Busy tax procedure day for SCOTUS. The Supreme Court has decided US v. Woods, issuing its opinion today, which can be found here. We previously covered the Woods issue here while oral argument was occurring. The Supreme Court found the lower court had jurisdiction to review the partner’s accuracy related penalty in the TEFRA proceeding, and the plain language of the statute applied it to basis misstatements. Jack Townsend’s Federal Tax Procedure Blog has some initial commentary, which can be found here. We may add some additional commentary in a separate post later.
Justice Scalia wrote the unanimous opinion, and the holding was as follows:
1. The District Court had jurisdiction to determine whether the partnerships’ lack of economic substance could justify imposing a valuation-misstatement penalty on the partners.
(a) Because a partnership does not pay federal income taxes, its taxable income and losses pass through to the partners. Under the Tax Equity and Fiscal Responsibility Act of 1982 (TEFRA), the IRS initiates partnership-related tax proceedings at the partnership level to adjust “partnership items,” i.e., items relevant to the partnership as a whole. 26 U. S. C. §§6221, 6231(a)(3). Once the adjustments become final, the IRS may undertake further proceedings at the partner level to make any resulting “computational adjustments” in the tax liability of the individual partners. §§6230(a)(1)–(2), (c), 6231(a)(6).
(b) Under TEFRA’s framework, a court in a partnership-level proceeding has jurisdiction to determine “the applicability of any penalty . . . which relates to an adjustment to a partnership item.” §6226(f).
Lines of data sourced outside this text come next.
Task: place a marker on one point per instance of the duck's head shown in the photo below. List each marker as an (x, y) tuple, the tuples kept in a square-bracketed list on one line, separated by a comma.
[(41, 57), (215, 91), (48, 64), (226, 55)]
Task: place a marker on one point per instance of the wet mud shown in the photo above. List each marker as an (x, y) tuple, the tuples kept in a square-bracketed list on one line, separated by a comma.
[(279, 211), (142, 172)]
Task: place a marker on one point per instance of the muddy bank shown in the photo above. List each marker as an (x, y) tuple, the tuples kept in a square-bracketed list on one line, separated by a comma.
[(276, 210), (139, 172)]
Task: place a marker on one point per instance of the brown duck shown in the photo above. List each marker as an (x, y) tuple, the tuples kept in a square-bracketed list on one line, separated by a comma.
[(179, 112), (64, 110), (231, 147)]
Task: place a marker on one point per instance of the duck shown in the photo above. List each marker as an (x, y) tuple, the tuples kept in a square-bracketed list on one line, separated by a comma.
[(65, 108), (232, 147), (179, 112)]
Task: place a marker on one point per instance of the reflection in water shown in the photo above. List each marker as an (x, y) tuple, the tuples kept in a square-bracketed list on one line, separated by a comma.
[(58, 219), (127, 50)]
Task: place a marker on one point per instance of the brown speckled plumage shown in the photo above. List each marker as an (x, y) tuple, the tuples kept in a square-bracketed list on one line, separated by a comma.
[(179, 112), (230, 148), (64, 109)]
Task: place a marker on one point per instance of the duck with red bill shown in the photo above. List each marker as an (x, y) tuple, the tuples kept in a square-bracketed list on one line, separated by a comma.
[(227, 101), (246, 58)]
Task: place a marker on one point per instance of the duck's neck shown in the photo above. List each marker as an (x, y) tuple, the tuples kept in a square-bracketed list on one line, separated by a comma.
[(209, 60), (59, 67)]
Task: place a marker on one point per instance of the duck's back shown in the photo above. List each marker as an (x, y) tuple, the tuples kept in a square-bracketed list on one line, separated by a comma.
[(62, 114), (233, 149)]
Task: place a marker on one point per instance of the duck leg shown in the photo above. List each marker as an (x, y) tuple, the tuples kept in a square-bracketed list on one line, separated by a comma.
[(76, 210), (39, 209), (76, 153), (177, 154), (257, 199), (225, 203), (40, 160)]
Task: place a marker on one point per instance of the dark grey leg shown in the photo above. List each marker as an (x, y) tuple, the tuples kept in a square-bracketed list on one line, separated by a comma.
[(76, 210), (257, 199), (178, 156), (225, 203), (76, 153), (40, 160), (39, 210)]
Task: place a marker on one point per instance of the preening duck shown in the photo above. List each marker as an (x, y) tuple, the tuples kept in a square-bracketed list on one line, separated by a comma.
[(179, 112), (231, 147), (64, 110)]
A determination that a partnership lacks economic substance is such an adjustment. TEFRA authorizes courts in partnership-level proceedings to provisionally determine the applicability of any penalty that could result from an adjustment to a partnership item, even though imposing the penalty requires a subsequent, partner-level proceeding. In that later proceeding, each partner may raise any reasons why the penalty may not be imposed on him specifically. Applying those principles here, the District Court had jurisdiction to determine the applicability of the valuation-misstatement penalty.
2. The valuation-misstatement penalty applies in this case.
(a) A penalty applies to the portion of any underpayment that is “attributable to” a “substantial” or “gross” “valuation misstatement, ”which exists where “the value of any property (or the adjusted basis of any property) claimed on any return of tax” exceeds by a specified percentage “the amount determined to be the correct amount of such valuation or adjusted basis (as the case may be).” §§6662(a), (b)(3), (e)(1)(A), (h). The penalty’s plain language makes it applicable here. Once the partnerships were deemed not to exist for tax purposes, no partner could legitimately claim a basis in his partnership interest greater than zero. Any underpayment resulting from use of a non-zero basis would therefore be “attributable to” the partner’s having claimed an “adjusted basis” in the partnerships that exceeded “the correct amount of such . . . adjusted basis.” §6662(e)(1)(A). And under the relevant Treasury Regulation, when an asset’s adjusted basis is zero, a valuation misstatement is automatically deemed gross.
(b) Woods’ contrary arguments are unpersuasive. The valuation misstatement penalty encompasses misstatements that rest on legal as well as factual errors, so it is applicable to misstatements that rest on the use of a sham partnership. And the partnerships’ lack of economic substance is not an independent ground separate from the misstatement of basis in this case.